C++11 in conjunction with OpenMP gives slower executable

Question

I am trying to learn OpenMP and want to study speed-up using OpenMP. For this purpose, I have written the following small program:

#include <vector>
#include <cmath>

int main() {
    static const unsigned int testDataSize = 1 << 28;

    std::vector<double> a (testDataSize), b (testDataSize);

    for (int i = 0; i < testDataSize; ++i) {
        a [i] = static_cast<double> (23 ^ i) / 1000.0;
    }
    b.resize(testDataSize);

    #pragma omp parallel for
    for (int i = 0; i < testDataSize; ++i) {
        b [i] = std::pow(a[i], 3) * std::exp(-a[i] * a[i]);
        b [i] += std::pow(a[i], 5) * std::exp(-a[i] * a[i]);
        b [i] += std::pow(a[i], 7) * std::exp(-a[i] * a[i]);
        b [i] += std::pow(a[i], 9) * std::exp(-a[i] * a[i]);
        b [i] += std::pow(a[i], 11) * std::exp(-a[i] * a[i]);
        b [i] += std::pow(a[i], 13) * std::exp(-a[i] * a[i]);
        b [i] += std::pow(a[i], 15) * std::exp(-a[i] * a[i]);
        b [i] += std::pow(a[i], 17) * std::exp(-a[i] * a[i]);
        b [i] += std::pow(a[i], 19) * std::exp(-a[i] * a[i]);
        b [i] += std::pow(a[i], 21) * std::exp(-a[i] * a[i]);
    }

    return 0;
}

I compiled the above code either with or without the -std=c++11 directive. What I notice is that when I am using the -std=c++11 directive, my code runs about 8 times slower as without using this. I am using -O3 and gcc version 4.9.2 on a Linux Debian system. Furthermore, when I compare the execution times without using OpenMP, I do note a speed difference. Thus, it looks to me that there is a problem with the -std=c++11 and not with OpenMP.
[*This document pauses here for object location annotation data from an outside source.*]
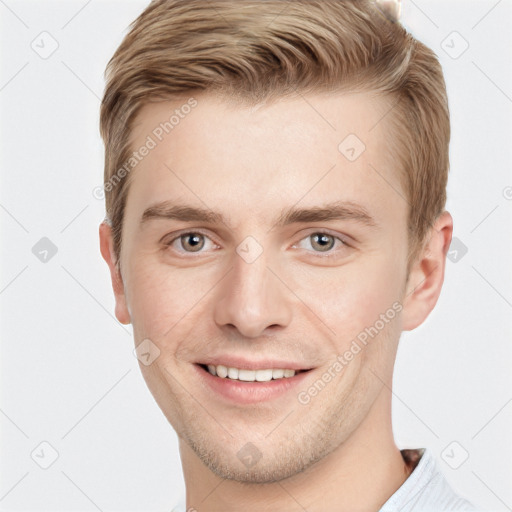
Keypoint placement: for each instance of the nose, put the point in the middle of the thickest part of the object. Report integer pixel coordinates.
(252, 299)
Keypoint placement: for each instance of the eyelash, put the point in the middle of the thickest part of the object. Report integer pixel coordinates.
(332, 253)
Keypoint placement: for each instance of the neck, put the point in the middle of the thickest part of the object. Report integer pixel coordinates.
(360, 475)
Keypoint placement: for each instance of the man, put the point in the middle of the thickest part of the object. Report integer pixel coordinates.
(275, 181)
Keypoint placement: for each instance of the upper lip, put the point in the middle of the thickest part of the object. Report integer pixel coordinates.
(245, 364)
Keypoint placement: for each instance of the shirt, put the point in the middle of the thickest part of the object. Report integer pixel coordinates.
(425, 490)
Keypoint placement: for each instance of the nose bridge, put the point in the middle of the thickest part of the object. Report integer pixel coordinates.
(252, 298)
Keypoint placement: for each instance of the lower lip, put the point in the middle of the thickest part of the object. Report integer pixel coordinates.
(250, 392)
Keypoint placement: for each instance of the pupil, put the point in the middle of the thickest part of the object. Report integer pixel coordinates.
(321, 239)
(195, 241)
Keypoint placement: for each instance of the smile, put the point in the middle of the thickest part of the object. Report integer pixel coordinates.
(250, 375)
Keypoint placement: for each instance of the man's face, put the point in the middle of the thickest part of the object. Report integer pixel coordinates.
(255, 292)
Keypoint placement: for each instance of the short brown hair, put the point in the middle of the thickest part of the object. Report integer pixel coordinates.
(256, 50)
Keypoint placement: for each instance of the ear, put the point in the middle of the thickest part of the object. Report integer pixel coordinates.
(107, 251)
(427, 274)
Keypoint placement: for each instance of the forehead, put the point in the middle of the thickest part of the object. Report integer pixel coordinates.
(252, 160)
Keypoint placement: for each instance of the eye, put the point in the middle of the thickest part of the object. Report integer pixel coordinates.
(190, 242)
(322, 242)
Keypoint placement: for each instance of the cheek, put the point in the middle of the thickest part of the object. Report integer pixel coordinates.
(162, 298)
(352, 298)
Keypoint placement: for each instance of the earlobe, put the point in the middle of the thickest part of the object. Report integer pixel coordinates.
(107, 251)
(427, 274)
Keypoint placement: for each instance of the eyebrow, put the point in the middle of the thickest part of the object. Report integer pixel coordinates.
(338, 210)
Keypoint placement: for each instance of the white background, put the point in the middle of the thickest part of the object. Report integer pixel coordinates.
(68, 373)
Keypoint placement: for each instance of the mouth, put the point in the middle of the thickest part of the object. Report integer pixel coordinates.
(248, 375)
(244, 386)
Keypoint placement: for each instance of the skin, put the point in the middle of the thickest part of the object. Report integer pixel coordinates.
(336, 452)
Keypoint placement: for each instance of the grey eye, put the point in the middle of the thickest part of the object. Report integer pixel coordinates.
(192, 241)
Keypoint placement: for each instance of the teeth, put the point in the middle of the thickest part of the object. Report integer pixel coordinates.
(249, 375)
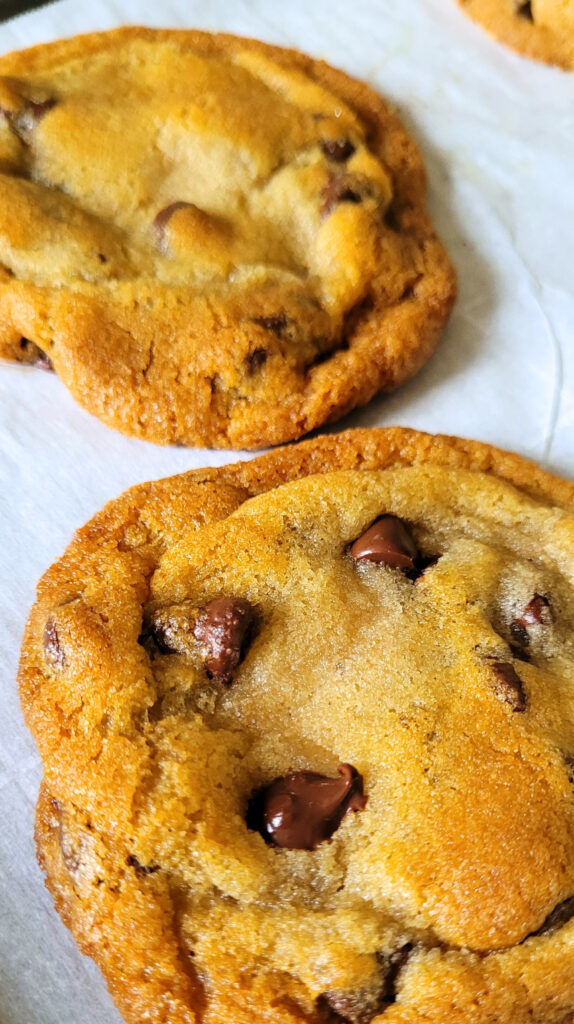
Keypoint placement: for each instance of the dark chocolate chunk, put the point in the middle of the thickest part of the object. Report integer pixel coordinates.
(35, 356)
(141, 869)
(387, 541)
(277, 324)
(395, 964)
(525, 10)
(506, 684)
(53, 650)
(256, 359)
(162, 219)
(559, 916)
(362, 1006)
(338, 150)
(537, 611)
(352, 1008)
(338, 190)
(303, 809)
(223, 629)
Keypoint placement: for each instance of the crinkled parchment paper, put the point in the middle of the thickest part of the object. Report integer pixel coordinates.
(497, 133)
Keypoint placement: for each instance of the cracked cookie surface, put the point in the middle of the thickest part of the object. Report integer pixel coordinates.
(307, 733)
(542, 30)
(211, 241)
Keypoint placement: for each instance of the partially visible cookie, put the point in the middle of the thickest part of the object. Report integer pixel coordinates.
(539, 29)
(307, 726)
(212, 241)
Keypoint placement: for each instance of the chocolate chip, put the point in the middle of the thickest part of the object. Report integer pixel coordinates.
(396, 963)
(303, 809)
(506, 684)
(277, 324)
(223, 629)
(53, 650)
(256, 359)
(387, 541)
(353, 1008)
(360, 1007)
(35, 355)
(338, 150)
(559, 916)
(141, 869)
(337, 190)
(162, 219)
(525, 10)
(536, 612)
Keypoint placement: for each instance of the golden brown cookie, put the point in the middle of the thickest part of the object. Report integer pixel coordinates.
(212, 241)
(539, 29)
(308, 737)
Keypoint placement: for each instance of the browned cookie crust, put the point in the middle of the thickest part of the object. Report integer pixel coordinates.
(213, 241)
(307, 733)
(539, 29)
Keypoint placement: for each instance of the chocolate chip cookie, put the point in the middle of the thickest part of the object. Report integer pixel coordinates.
(308, 737)
(540, 29)
(211, 241)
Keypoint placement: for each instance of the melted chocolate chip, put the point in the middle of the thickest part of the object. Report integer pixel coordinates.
(162, 219)
(559, 916)
(387, 541)
(396, 963)
(223, 630)
(360, 1007)
(53, 650)
(303, 809)
(256, 359)
(506, 684)
(536, 612)
(525, 10)
(352, 1008)
(338, 150)
(277, 324)
(141, 869)
(337, 190)
(35, 355)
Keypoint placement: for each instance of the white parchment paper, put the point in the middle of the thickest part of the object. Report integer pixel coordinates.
(497, 133)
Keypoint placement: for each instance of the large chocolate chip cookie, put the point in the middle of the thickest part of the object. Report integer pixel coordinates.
(212, 241)
(308, 740)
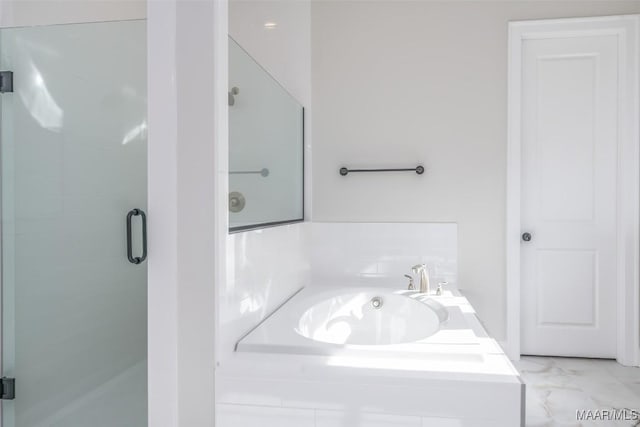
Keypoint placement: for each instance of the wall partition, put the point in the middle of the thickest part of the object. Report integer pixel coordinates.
(74, 196)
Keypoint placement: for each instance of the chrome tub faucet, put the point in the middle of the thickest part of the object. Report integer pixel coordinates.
(421, 269)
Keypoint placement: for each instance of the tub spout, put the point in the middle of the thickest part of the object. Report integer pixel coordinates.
(424, 277)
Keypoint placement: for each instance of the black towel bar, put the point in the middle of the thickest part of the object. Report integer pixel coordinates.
(418, 169)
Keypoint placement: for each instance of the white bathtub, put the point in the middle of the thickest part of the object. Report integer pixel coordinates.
(329, 357)
(367, 321)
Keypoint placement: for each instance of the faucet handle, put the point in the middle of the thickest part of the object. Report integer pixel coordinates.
(418, 267)
(439, 290)
(410, 287)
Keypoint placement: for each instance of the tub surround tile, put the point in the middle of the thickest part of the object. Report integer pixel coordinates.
(252, 416)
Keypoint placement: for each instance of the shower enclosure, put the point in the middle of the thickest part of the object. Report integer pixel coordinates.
(74, 195)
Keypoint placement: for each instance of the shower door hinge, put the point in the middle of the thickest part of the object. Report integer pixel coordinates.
(6, 81)
(8, 388)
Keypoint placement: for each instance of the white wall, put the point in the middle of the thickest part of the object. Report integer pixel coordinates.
(380, 254)
(265, 267)
(186, 43)
(19, 13)
(401, 83)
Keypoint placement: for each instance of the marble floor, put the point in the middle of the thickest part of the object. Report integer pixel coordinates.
(557, 387)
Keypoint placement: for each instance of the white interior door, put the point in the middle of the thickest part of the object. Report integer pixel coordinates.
(569, 195)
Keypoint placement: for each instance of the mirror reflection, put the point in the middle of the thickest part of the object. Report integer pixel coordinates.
(265, 147)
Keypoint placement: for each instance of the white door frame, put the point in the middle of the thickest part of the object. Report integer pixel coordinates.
(627, 28)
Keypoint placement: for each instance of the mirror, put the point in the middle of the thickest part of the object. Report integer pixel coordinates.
(266, 147)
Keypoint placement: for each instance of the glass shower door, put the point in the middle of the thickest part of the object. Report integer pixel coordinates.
(74, 164)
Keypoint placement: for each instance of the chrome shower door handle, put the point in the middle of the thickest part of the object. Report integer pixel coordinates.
(143, 217)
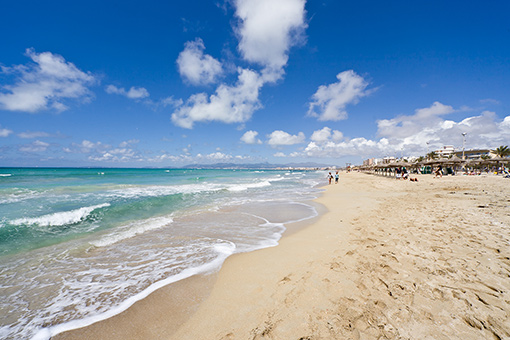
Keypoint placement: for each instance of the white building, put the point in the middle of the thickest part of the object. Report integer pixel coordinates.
(446, 151)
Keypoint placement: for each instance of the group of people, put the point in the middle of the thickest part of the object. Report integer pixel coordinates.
(336, 177)
(402, 173)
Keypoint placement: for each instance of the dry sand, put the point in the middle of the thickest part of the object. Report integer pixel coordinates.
(390, 260)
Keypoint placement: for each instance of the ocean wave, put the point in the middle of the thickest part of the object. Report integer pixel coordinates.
(246, 186)
(217, 251)
(132, 230)
(59, 218)
(157, 191)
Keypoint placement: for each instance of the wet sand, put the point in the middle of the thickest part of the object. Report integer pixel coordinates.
(389, 260)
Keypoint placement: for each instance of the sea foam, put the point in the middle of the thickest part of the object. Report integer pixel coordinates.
(60, 218)
(131, 230)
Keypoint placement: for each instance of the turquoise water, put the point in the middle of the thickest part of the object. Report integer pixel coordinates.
(79, 245)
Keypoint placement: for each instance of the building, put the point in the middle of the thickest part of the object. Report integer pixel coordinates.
(446, 151)
(473, 153)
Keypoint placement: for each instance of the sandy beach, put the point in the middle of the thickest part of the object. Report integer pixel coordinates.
(391, 259)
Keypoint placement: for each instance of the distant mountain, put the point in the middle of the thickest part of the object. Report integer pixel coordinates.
(254, 166)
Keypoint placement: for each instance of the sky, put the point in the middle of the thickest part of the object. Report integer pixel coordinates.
(171, 83)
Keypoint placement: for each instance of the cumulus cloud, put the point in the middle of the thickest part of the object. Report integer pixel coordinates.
(36, 146)
(33, 134)
(44, 84)
(195, 66)
(250, 137)
(5, 132)
(413, 134)
(278, 137)
(230, 104)
(325, 134)
(132, 93)
(268, 29)
(330, 101)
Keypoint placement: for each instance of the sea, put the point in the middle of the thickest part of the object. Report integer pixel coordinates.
(79, 245)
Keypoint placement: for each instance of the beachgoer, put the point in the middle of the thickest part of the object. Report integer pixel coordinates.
(438, 172)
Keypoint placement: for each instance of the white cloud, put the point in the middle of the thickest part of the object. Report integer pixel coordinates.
(230, 104)
(36, 146)
(33, 134)
(197, 68)
(325, 134)
(132, 93)
(409, 135)
(5, 132)
(278, 137)
(45, 84)
(250, 137)
(268, 29)
(490, 101)
(329, 102)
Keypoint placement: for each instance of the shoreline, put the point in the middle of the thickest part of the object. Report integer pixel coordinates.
(392, 259)
(180, 299)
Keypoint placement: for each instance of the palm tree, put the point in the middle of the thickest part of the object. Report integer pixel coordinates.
(501, 151)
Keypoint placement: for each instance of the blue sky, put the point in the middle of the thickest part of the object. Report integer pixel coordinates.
(169, 83)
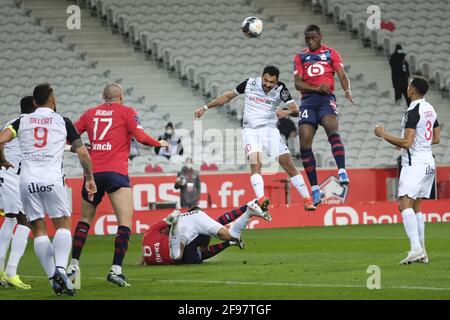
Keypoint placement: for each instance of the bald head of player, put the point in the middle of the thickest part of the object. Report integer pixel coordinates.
(113, 92)
(43, 96)
(27, 105)
(313, 37)
(270, 78)
(417, 88)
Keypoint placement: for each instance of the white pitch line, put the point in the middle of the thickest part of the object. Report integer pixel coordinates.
(276, 284)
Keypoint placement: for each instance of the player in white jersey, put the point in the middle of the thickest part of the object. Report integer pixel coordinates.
(420, 130)
(187, 226)
(14, 213)
(43, 135)
(263, 96)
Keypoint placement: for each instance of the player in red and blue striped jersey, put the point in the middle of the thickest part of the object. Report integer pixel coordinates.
(314, 72)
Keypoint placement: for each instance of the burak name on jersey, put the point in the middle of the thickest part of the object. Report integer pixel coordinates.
(35, 188)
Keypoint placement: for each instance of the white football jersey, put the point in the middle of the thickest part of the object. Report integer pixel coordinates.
(12, 149)
(43, 135)
(260, 107)
(421, 117)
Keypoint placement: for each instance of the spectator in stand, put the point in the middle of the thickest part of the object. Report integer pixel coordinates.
(175, 146)
(153, 168)
(400, 74)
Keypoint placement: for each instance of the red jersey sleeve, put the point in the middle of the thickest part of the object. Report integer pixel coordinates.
(336, 60)
(80, 124)
(298, 67)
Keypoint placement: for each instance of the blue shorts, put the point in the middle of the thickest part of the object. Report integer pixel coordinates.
(108, 182)
(314, 107)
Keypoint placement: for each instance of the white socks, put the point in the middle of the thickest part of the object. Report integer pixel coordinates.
(258, 185)
(6, 233)
(299, 184)
(239, 225)
(411, 228)
(44, 250)
(62, 244)
(421, 228)
(18, 246)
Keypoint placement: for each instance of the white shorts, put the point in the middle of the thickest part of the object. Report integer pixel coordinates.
(191, 224)
(269, 139)
(9, 189)
(416, 181)
(40, 198)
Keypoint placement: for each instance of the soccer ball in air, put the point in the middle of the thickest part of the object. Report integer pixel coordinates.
(252, 27)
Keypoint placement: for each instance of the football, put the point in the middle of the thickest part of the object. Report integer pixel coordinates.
(252, 27)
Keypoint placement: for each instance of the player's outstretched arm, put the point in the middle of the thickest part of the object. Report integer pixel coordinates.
(86, 163)
(147, 140)
(219, 101)
(345, 83)
(405, 142)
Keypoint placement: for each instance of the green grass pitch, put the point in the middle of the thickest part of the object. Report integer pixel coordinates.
(294, 263)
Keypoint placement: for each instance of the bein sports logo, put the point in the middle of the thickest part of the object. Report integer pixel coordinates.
(335, 193)
(340, 216)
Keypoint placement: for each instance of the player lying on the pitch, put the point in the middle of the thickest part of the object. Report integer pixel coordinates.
(183, 238)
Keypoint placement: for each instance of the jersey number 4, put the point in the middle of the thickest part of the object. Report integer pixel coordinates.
(304, 114)
(105, 130)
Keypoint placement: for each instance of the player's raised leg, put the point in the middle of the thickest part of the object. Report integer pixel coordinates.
(232, 215)
(307, 132)
(18, 245)
(412, 230)
(421, 228)
(6, 233)
(122, 202)
(80, 236)
(239, 225)
(296, 179)
(256, 178)
(62, 243)
(331, 126)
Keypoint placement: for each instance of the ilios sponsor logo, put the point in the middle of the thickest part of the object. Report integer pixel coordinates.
(36, 188)
(341, 216)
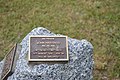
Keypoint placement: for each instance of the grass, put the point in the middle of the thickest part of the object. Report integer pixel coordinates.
(98, 21)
In detail, I obtain the following execution times (a measured using the Linux time command)

Compilation with OpenMP and -std=c++11: 35.262s

Compilation only with OpenMP: 5.875s

Compilation with only -std=c++11: 2m12

Compilation without OpenMP and -std=c++11: 23.757s

What is the reason that the execution time is much slower when using -std=c++11?

Any help or suggestion is greatly appreciated!

I have tagged what, in my humble opinion, is the best answer. In follow-up of oLen's answer, I have made my own pow(double, int) function as given below:

double my_pow(double base, int exp) {
    double result = 1.0;

    while (exp) {
        if (exp & 1)
            result *= base;
        exp >>= 1;
        base *= base;
    }

    return result;
}

I am not sure whether this is the most efficient way to calculate the integer power of some base number, but using this function I get exactly the same results in terms of computational efficiency when compiling with or without std=c++11 fully in line with oLen's answer.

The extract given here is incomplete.